Moving Beyond Web 2.0 Resistance

Summary of Presentation
Boston Knowledge Management Forum Symposium on Leveraging Knowledge
What is KM 2.0? Is it real, or just vendor hype?

Jessica Lipnack, CEO and co-founder, NetAge Inc.
Twenty years ago, an aspiring social network analyst asked us for the names of everyone in our database. He had a program that could link them up, he said, help them find one another, spark new connections. How intrusive, I thought. Who’d want that? Years later, he would go on to design one of the major social networking sites. I resisted and resisted – and then something happened: someone I trusted explained blogging to me, someone else invited me onto Facebook…and the rest is what brings me to Boston KM Forum. This talk will be about resistance to Web 2.0, even among people like myself who’ve been online forever, and what happens when that resistance gives way to powerful experiences.
Jessica got a round of applause for not using any PowerPoint slides.
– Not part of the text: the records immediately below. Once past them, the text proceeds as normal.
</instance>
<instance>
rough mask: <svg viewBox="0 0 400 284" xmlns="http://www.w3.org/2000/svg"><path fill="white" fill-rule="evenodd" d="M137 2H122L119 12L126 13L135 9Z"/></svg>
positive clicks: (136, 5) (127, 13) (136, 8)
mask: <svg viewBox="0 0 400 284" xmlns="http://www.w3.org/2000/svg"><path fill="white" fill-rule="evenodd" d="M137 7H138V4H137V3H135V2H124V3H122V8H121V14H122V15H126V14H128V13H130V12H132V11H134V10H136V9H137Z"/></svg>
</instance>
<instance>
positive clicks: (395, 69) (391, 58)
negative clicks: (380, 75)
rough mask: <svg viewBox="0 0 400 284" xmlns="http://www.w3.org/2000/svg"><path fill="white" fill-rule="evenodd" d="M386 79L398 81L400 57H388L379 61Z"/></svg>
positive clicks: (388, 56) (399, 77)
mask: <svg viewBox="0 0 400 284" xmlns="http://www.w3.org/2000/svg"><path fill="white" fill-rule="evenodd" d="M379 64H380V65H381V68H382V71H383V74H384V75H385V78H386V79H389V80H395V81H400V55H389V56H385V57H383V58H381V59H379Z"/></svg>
People have lots of fear of the unknown. That resistance is hard to overcome. It is hard to have people confront their fears. Change is happening fast and people need to adapt to change. But people are generally reluctant to change.

Jessica went on to share some of the changes that are being instigated by General Caldwell. He thinks the army's mission is changing and the soldiers tools need to change. General Caldwell is an advocate of soldiers using Web 2.0 tools. This flies in the face of other people in the armed forces who are looking to block soldiers access to blog sites and Web 2.0 sites.

Jessica got intrigued by blogging when Bill Ives explained to her that his blog had become his personal knowledge tool.

Surprisingly, for a person focusing on networks, Jessica was reluctant to join sites like LinkedIn and Facebook. The comment she heard that there are ways to stay connected without picking up the phone.

She asks that we be very sympathetic to those who are resistant to change and resistant to web 2.0. Bring them friends and ways to get connected.


  1. Thanks, Doug. I'm never using PowerPoint again!